Politics can learn much from freedom of speech in science. In recent years, segments of the American left have strived to silence the speech of those who question aspects of their agendas. I am a political centrist. I like to have my own ideas questioned, and I don’t think that any idea from anyone should be immune to criticism. I think that dealing with criticism is the best way to refine our ideas. Every claim important enough to consider as part of public policy should be justified or discarded. Recent years have taken political correctness to extreme. Under the guise of protection for the downtrodden, both written and unwritten laws have grown out of social norms, and activists have worked to silence expression of opposition to these norms. Although many such norms may be well founded, no idea can be justified simply by silencing opposing views. Activists raise cries of racism, misogyny, or homophobia to silence people, even when such claims might be completely irrelevant. I’m not denying that such claims can reflect reality, just that they become inappropriate when intended only to silence criticism.

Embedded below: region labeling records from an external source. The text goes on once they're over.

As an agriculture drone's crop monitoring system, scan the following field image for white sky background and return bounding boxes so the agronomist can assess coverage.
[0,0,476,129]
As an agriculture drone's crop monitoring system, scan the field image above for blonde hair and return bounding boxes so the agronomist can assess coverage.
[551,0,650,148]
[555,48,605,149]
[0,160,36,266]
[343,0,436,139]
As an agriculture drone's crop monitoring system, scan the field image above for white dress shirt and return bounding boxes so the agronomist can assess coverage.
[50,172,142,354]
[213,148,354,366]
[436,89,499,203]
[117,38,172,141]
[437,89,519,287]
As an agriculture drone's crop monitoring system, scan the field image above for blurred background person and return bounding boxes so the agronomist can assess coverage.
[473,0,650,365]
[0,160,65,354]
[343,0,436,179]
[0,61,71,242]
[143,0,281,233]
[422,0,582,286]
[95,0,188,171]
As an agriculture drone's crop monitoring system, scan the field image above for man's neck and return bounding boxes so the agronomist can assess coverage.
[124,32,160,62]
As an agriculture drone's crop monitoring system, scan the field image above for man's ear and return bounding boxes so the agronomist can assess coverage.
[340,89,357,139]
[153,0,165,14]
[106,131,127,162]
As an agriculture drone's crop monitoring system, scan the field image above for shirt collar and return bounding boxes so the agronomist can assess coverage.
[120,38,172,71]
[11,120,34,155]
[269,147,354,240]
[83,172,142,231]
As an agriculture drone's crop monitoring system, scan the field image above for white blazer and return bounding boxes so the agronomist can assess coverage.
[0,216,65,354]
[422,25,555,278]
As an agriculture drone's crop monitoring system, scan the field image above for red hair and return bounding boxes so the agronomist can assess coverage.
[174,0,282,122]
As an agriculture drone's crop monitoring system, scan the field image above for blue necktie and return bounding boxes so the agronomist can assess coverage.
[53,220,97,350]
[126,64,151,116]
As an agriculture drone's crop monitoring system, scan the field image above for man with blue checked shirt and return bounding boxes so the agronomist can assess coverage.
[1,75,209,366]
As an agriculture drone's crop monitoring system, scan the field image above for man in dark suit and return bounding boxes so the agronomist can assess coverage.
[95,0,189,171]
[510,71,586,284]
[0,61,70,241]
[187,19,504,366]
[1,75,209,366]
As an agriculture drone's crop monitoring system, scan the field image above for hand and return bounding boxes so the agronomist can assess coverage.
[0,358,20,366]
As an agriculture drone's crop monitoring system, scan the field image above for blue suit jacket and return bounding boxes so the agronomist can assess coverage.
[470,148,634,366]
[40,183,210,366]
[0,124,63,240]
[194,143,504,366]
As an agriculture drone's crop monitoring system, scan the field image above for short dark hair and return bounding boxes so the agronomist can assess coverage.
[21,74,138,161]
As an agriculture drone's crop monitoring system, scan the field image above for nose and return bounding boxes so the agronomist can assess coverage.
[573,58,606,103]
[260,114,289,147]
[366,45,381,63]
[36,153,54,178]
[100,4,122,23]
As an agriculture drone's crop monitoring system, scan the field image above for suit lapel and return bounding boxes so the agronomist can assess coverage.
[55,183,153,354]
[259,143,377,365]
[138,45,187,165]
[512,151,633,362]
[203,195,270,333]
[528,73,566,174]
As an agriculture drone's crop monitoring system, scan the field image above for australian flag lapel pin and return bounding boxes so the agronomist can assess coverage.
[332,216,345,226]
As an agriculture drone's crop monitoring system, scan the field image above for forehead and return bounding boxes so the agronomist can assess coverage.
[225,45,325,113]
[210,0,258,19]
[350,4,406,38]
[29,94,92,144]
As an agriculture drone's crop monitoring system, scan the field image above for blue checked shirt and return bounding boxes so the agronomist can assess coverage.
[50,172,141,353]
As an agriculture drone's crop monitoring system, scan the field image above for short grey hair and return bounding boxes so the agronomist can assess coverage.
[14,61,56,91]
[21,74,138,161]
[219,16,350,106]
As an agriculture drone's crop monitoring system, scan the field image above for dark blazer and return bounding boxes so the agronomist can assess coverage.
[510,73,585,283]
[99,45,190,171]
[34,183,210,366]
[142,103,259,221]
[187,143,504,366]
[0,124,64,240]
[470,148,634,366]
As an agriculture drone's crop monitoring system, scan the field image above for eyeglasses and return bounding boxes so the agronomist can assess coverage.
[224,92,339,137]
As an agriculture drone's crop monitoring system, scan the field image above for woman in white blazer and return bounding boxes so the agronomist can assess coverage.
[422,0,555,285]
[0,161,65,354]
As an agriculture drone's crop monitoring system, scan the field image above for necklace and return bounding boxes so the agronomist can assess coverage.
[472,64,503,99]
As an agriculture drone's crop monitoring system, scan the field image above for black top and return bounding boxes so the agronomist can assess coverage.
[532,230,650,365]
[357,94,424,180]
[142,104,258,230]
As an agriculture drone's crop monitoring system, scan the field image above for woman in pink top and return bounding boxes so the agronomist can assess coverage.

True justification of ideas is made by logical arguments, evidence, and reasoned debate. As I see it, the best way to protect the rights of those who might be oppressed is not to suppress the speech of others, but instead to counter such speech with supportive speech. In recent years, even university culture has tried to silence expression of unpopular or apparently offensive opinions. Student groups and even faculty occasionally work to silence people who might express perspectives with which they are uncomfortable. Sometimes the conflict is trivial. Back while I was a graduate student at Penn State, I recall broad campus discussion on the invitation of Fred Rogers, of Mr. Roger’s Neighborhood, to speak at graduation. Mr. Rogers was an accomplished educator of children, with what I saw as remarkable talent. At the time, his was the longest running show in the history of public television. Yet, hundreds of students took offense to his invitation and protested to university administration. They were offended because they thought that the university was treating them like children by inviting Mr. Rogers. They were so shortsighted that they could not see Mr. Rogers’ life’s work as relevant to them. I defend the students’ rights to express their own points of view, but I condemn their attempts to silence people by taking offense where none was merited.
Universities must be inclusive and welcoming to all types of people. Yet, a healthy university-learning environment must include the possibility that any idea be considered critically, including those on questions on religion, race, and politics. Full and unadulterated freedom of speech is not a threat to a healthy society: It is indispensable!